Pearce was appointed as Vermont State Treasurer in January of 2011 by Governor Peter Shumlin following the appointment of then Treasurer Jeb Spaulding to the post of secretary of administration.
Before becoming Treasurer, Pearce was deputy treasurer for seven years and has 35 years of experience in government finance at both the State and local levels. Prior to joining the Vermont State Treasurer's Office, she served as Deputy Treasurer for Cash Management at the Massachusetts State Treasurer's Office, Deputy Comptroller for the Town of Greenburgh, N.Y., and as the Accounting Manager
Among Pearce's issues that she hopes to address includes Hurricane Irene recovery, energy efficiency and renewables, local investments first, state credit card, opening state bonds to local small investors, retirement security, promote fiscal literacy, and protecting taxpayer dollars.
Pearce stopped by the Manchester Journal earlier this month to discuss some of these issues as she runs for the position of treasurer.
"For me the treasurer's office is about a professional approach," said Pearce. "You need to take a look at the numbers, take a look at the impacts, and make sound decisions for the taxpayers. We have the highest state bond rating in New England
Pearce said her office has done well controlling debt and believes that the progress she has made has been beneficial to the state.
"We took the state's debt, refinanced it, and saved the taxpayers $5.4 million," she said.
Pearce continued to say, "We need to live within our means and one of the things we did is try to stretch our dollars further. One of the things that we did last year in the legislature is bring to them some residual amounts in old projects, which had never been done before. They were able to apply $4.3 million of old project dollars to new capital projects. This year we have identified the potential of up to $9 million more of that. That is stretching your dollars."
Pearce said that she has a passion for this stuff that goes beyond furthering her career.

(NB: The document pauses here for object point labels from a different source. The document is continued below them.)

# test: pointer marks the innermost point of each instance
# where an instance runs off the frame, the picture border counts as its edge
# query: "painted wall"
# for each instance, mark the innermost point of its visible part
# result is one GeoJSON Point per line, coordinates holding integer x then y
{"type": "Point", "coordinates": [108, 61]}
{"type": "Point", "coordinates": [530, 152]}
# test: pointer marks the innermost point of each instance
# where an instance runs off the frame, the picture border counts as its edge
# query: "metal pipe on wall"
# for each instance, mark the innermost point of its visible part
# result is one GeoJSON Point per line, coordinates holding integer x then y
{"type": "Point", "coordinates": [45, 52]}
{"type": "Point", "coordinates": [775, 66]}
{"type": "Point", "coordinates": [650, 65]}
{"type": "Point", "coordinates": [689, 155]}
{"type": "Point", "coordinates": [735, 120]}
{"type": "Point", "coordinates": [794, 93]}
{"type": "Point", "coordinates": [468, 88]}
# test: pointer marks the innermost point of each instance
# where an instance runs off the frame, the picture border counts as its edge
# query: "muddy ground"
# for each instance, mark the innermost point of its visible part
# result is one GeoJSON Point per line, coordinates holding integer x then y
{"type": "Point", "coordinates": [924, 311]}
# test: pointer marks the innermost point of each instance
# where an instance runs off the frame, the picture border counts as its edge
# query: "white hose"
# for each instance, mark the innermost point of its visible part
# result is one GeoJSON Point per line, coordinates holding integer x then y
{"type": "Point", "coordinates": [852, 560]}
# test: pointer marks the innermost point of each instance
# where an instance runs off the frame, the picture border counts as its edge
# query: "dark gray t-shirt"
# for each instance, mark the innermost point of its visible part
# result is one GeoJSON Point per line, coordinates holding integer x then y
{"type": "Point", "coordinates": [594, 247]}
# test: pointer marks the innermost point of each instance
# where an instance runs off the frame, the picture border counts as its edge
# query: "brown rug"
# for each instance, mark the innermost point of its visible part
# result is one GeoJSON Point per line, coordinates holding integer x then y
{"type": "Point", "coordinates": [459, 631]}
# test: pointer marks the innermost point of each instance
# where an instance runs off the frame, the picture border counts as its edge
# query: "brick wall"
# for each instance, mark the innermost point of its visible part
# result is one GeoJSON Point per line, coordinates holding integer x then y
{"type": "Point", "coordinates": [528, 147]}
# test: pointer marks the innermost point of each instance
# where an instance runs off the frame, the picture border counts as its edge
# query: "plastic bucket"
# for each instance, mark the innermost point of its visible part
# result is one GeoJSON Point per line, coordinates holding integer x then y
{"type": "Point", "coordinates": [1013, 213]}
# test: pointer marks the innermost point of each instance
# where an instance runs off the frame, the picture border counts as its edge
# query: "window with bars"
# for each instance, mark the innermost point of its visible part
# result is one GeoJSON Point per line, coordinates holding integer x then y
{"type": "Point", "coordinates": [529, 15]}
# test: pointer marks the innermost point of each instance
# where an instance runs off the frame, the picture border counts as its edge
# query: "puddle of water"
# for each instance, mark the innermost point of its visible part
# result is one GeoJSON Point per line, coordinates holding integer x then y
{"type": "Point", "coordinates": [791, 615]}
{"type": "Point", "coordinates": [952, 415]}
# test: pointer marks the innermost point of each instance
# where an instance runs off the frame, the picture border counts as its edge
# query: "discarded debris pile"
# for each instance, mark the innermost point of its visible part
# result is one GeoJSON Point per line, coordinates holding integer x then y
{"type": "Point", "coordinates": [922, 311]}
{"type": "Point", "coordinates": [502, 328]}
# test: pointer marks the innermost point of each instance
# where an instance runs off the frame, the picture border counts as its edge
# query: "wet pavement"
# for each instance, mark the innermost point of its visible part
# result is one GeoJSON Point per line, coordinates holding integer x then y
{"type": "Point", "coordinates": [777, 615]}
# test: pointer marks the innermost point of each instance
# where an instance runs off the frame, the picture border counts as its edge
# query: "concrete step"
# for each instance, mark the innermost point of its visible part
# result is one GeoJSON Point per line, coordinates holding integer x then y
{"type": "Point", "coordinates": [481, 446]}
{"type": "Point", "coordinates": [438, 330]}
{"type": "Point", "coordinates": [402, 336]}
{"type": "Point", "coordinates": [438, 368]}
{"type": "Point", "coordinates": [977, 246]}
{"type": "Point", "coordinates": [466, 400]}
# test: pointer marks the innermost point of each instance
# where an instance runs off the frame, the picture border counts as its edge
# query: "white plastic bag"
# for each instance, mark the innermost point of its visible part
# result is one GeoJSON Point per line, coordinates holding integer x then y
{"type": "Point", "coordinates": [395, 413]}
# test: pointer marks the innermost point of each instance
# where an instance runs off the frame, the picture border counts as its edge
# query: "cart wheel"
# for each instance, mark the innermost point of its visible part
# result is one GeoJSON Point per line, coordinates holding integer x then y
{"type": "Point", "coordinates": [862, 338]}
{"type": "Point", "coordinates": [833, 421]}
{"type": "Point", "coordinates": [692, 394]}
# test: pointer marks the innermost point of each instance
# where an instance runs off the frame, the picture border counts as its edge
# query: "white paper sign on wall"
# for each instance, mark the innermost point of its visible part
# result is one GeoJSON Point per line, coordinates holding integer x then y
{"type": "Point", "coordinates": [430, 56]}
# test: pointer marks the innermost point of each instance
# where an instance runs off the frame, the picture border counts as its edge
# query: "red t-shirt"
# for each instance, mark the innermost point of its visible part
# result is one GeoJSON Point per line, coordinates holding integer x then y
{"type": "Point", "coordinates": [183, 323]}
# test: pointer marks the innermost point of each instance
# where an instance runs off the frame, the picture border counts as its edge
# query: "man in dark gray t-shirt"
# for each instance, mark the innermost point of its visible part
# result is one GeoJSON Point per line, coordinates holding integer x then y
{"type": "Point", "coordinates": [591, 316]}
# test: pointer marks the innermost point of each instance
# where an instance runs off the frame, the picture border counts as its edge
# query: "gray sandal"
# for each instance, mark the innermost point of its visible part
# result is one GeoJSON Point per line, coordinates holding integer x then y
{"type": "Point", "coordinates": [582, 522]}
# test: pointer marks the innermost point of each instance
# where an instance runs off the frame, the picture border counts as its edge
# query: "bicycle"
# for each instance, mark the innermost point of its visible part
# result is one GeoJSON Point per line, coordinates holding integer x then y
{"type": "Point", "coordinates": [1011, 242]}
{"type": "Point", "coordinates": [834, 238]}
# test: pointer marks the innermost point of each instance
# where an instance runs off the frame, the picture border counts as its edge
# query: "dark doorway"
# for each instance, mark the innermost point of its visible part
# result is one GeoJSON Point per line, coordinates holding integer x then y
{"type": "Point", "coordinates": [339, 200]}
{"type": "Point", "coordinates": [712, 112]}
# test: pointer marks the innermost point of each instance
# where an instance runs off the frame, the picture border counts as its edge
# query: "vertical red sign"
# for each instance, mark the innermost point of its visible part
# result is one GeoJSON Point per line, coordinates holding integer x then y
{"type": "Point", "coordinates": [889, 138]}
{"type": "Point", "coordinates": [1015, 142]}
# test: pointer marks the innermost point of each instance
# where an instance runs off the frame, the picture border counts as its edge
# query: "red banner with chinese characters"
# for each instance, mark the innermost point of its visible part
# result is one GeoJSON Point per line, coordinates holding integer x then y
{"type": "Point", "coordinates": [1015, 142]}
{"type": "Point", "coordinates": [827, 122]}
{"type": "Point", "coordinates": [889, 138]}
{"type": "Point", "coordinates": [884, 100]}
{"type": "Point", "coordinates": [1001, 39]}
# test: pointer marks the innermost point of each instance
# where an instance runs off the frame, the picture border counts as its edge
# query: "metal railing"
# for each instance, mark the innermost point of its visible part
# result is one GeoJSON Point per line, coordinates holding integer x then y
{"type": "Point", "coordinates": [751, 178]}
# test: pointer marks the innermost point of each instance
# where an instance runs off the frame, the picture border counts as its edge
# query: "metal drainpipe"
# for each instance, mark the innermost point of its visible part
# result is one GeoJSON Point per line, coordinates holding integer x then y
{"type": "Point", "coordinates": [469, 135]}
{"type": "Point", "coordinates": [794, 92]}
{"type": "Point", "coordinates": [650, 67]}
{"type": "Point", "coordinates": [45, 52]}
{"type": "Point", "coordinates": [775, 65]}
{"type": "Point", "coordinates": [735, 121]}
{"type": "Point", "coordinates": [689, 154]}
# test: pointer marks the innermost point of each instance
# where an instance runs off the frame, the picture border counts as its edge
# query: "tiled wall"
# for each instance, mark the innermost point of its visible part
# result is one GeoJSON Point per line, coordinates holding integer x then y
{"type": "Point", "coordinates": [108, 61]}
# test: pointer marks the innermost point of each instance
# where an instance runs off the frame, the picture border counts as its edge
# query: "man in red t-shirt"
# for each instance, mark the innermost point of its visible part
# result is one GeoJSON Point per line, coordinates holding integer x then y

"I am a professional, this is what I do for a living," she said. "It's been my career and it's something I feel very passionate about. I love numbers and I love working with numbers. I also think I understand how those numbers impact peoples lives....Last year I was listed in 'Bond Buyer' as one of 10 trail-blazing women in public finance and I am very proud of that. We do good work. I am about excellence."
Wendy Wilton, her opponent and the present treasurer of Rutland, expressed a different take during a recent interview at The Journal.
"I'm very concerned about the fiscal future of the state, and that's where the leadership comes in to play. I think Beth has been a good caretaker, but that's her limit. She has the ability to keep things rolling with the good bond ratings that we have had for years. Technically she's able to invest the states money adequately and I don't see where I'm going to do any worse of a job or a better job maybe then she is on those things," said Wilton. "She doesn't have the independence from the administration to be able to stand up when she may need to and she doesn't have the leadership quality to look ahead at the horizon of the state and say 'there is some trouble ahead, some challenges, and maybe some opportunities, how do I work with the legislature and the administration to make sure that we keep all of these things in mind.'"
Wilton, a former state Senator from 2005 to 2006, is a former University of Vermont graduate who has been the treasurer for the City of Rutland since 2007. Wilton emphasized that she produced the first 'clean' audit for Rutland in 32 years and led Rutland from a $5 million deficit to a $3.8 million positive fund balance.
Wilton has some concerns as she runs for State Treasurer. They include $3 billion in unfunded liabilities for the state employees' and teachers' retirement funds, current unfunded liabilities are nearly $5,000 for each Vermonter and $10,000 for each working Vermonter, a systemic budget deficit and over-reliance on federal funding, and the future of the state's bond ratings due to excessive long term liabilities.
Wilton believes her background in banking and her experience as treasurer of Rutland makes her the better candidate.
"I worked in banking for a very long time and in a government sense treasury operations are very much like running a bank. Certainly that has been true for the City of Rutland, my experience in banking has been wonderful there. I use everything I learned in banking from the lending side at the retail side every day of my job." The last major issue Wilton spoke of was the teachers retirement fund.
"The bigger problem is the teachers retirement fund, it is 65 percent funded. That is horrible," she said. "On top of that, the principle balance that exists in that fund today is paying different things, it is paying our the pension and the healthcare for the teachers."
When asked how to fix the problem Wilton said, "The first step I would recommend is that the retiree healthcare component must come out of the teachers retirement fund, come out meaning you don't take the money out anymore you find another funding source for it."
Recent polls have indicated this race to be closer than some of the other statewide contests. Election Day is Nov. 6.